Trotzdem: Eigentlich hätten die Kinder in der Münchner Praxis gar nicht abgewiesen werden dürfen. „Die Vorsorge bei Kindern und Jugendlichen ist nicht budgetiert“, erklärt KZVB-Sprecher Tobias Horner. „Das war offensichtlich ein Missverständnis.“ Bei dem Zahnarzt habe man über die entsprechende Ausnahme-Bestimmung wohl nicht Bescheid gewusst. In der Praxis selbst ließ sich der Vorfall auf AZ-Anfrage nicht ganz klären.

Conny R., die Mutter der Buben, ist wütend. „Wir sind wirklich in einer Zwei-Klassen-Gesellschaft angekommen“, sagt sie. „Ich sehe nicht ein, dass ich immer pünktlich die Versicherung bezahle – und nicht die Leistungen bekomme, die mir zustehen.“ Die Zahnarztpraxis hätte ihr nicht einmal abgesagt.

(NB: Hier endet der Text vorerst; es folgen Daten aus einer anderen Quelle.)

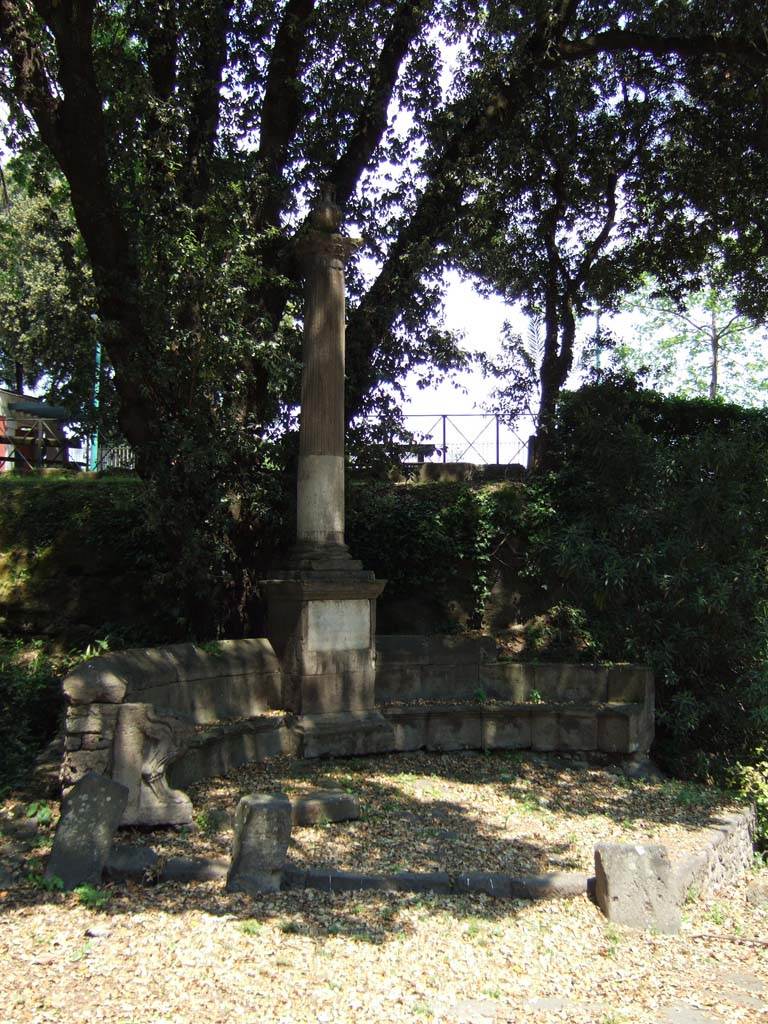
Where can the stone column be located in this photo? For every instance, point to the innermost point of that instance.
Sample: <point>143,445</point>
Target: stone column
<point>322,608</point>
<point>320,513</point>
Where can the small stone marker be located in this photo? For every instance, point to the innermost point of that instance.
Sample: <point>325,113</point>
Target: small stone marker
<point>90,815</point>
<point>262,828</point>
<point>322,806</point>
<point>634,886</point>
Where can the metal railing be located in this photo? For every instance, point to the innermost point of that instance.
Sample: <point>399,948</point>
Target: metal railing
<point>479,437</point>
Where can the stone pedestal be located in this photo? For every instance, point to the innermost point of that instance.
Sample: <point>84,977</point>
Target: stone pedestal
<point>322,608</point>
<point>323,629</point>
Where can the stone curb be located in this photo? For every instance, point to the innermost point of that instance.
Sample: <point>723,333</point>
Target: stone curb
<point>139,862</point>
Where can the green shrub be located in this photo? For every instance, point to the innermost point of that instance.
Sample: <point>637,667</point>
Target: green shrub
<point>653,521</point>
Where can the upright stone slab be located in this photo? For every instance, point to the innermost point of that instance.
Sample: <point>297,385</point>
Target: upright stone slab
<point>90,815</point>
<point>635,886</point>
<point>262,828</point>
<point>322,607</point>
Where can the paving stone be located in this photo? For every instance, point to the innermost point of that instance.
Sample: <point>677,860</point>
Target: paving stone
<point>130,861</point>
<point>90,815</point>
<point>262,828</point>
<point>635,886</point>
<point>322,806</point>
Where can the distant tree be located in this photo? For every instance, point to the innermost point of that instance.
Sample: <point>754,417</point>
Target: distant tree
<point>48,322</point>
<point>696,346</point>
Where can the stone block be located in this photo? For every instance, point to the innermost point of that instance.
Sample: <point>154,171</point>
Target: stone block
<point>421,882</point>
<point>130,862</point>
<point>565,683</point>
<point>506,728</point>
<point>338,692</point>
<point>92,718</point>
<point>322,806</point>
<point>90,815</point>
<point>219,750</point>
<point>77,764</point>
<point>262,829</point>
<point>146,741</point>
<point>507,680</point>
<point>345,734</point>
<point>399,650</point>
<point>397,683</point>
<point>455,650</point>
<point>635,886</point>
<point>455,729</point>
<point>450,682</point>
<point>629,684</point>
<point>578,729</point>
<point>617,729</point>
<point>410,727</point>
<point>545,734</point>
<point>225,658</point>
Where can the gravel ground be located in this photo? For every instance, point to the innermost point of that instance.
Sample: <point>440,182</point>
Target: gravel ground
<point>454,812</point>
<point>194,954</point>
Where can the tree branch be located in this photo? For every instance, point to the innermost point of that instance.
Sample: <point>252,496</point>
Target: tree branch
<point>372,121</point>
<point>751,50</point>
<point>31,78</point>
<point>281,109</point>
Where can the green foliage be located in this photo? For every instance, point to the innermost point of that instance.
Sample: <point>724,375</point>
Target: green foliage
<point>438,538</point>
<point>751,780</point>
<point>30,702</point>
<point>653,522</point>
<point>92,897</point>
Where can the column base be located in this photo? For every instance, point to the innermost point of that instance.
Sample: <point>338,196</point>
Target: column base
<point>344,734</point>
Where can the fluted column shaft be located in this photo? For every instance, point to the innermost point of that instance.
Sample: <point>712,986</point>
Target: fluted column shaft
<point>321,476</point>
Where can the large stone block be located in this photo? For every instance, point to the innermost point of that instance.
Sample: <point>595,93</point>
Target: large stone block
<point>629,684</point>
<point>578,729</point>
<point>545,733</point>
<point>455,729</point>
<point>262,829</point>
<point>397,649</point>
<point>561,683</point>
<point>337,692</point>
<point>506,728</point>
<point>322,806</point>
<point>635,886</point>
<point>146,742</point>
<point>450,682</point>
<point>409,726</point>
<point>219,750</point>
<point>619,729</point>
<point>90,815</point>
<point>345,734</point>
<point>507,680</point>
<point>397,682</point>
<point>460,650</point>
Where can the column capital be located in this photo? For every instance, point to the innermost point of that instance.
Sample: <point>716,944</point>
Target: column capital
<point>312,244</point>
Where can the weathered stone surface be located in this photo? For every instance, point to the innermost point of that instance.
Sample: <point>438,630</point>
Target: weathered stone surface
<point>218,750</point>
<point>146,741</point>
<point>344,735</point>
<point>448,730</point>
<point>545,734</point>
<point>131,862</point>
<point>262,828</point>
<point>578,729</point>
<point>506,729</point>
<point>90,815</point>
<point>564,682</point>
<point>322,806</point>
<point>629,684</point>
<point>635,886</point>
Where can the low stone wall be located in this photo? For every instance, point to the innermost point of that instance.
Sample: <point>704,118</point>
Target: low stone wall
<point>164,717</point>
<point>725,856</point>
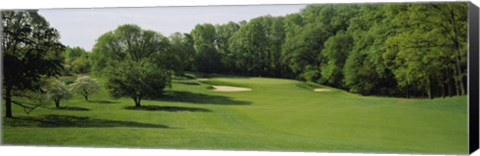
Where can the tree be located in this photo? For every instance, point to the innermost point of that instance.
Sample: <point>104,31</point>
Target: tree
<point>32,51</point>
<point>85,86</point>
<point>76,60</point>
<point>223,33</point>
<point>336,51</point>
<point>431,36</point>
<point>138,80</point>
<point>182,47</point>
<point>56,90</point>
<point>136,62</point>
<point>207,58</point>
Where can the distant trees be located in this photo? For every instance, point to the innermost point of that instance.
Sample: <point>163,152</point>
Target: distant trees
<point>85,86</point>
<point>380,49</point>
<point>31,52</point>
<point>406,50</point>
<point>136,62</point>
<point>76,60</point>
<point>207,57</point>
<point>56,90</point>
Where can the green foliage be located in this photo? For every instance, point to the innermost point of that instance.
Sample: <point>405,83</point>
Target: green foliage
<point>137,80</point>
<point>31,51</point>
<point>56,91</point>
<point>85,86</point>
<point>278,114</point>
<point>207,58</point>
<point>137,63</point>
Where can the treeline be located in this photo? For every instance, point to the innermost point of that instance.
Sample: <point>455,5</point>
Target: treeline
<point>409,50</point>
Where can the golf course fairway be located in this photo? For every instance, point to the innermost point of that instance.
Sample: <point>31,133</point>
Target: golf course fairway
<point>275,114</point>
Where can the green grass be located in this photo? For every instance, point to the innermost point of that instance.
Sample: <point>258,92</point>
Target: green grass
<point>278,114</point>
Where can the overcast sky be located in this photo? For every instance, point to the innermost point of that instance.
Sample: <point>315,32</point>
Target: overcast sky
<point>82,27</point>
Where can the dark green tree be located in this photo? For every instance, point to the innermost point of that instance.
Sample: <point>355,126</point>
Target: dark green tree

Sofort hängte Conny R. sich ans Telefon. Sie wollte wissen, was es mit den Puffertagen auf sich hat. Sie rief bei ihrer Krankenkasse an – und bei der KZVB. Letztere habe ihr einen unfassbaren Rat gegeben, erzählt sie: „Mir ist gesagt worden, ich könne ja mit den Kindern in ein anderes Bundesland zum Zahnarzt reisen.“

Schmerzbehandlungen werden trotz Sparkeule durchgeführt

Die Budgetierung war 1993 vom damaligen Gesundheitsminister Horst Seehofer (CSU) eingeführt worden. „Aber der Topf wächst nur sehr langsam. Damit ist nicht mal die Inflationsrate abgedeckt“, klagt Horner von der KZVB. Deswegen die Spar-Keule: Ein Arzt, der seine (gesetzlich versicherten) Patienten an Puffertagen behandelt, muss davon ausgehen, für bestimmte Leistungen im Extremfall nur ein Drittel der eigentlichen Vergütung zu erhalten. Ausgenommen davon sind alle Schmerzbehandlungen, Kieferorthopädie und Zahnersatzbehandlungen. Und: Eigentlich auch die Vorsorgeuntersuchungen für Kinder.

Elias und Quirin selbst waren freilich nicht traurig, dass ihr Termin geplatzt ist. Wer geht schon gerne zum Zahnarzt? Doch ihr „Puffer“ währt nicht mehr lange. In der nächsten Woche haben sie einen neuen Termin.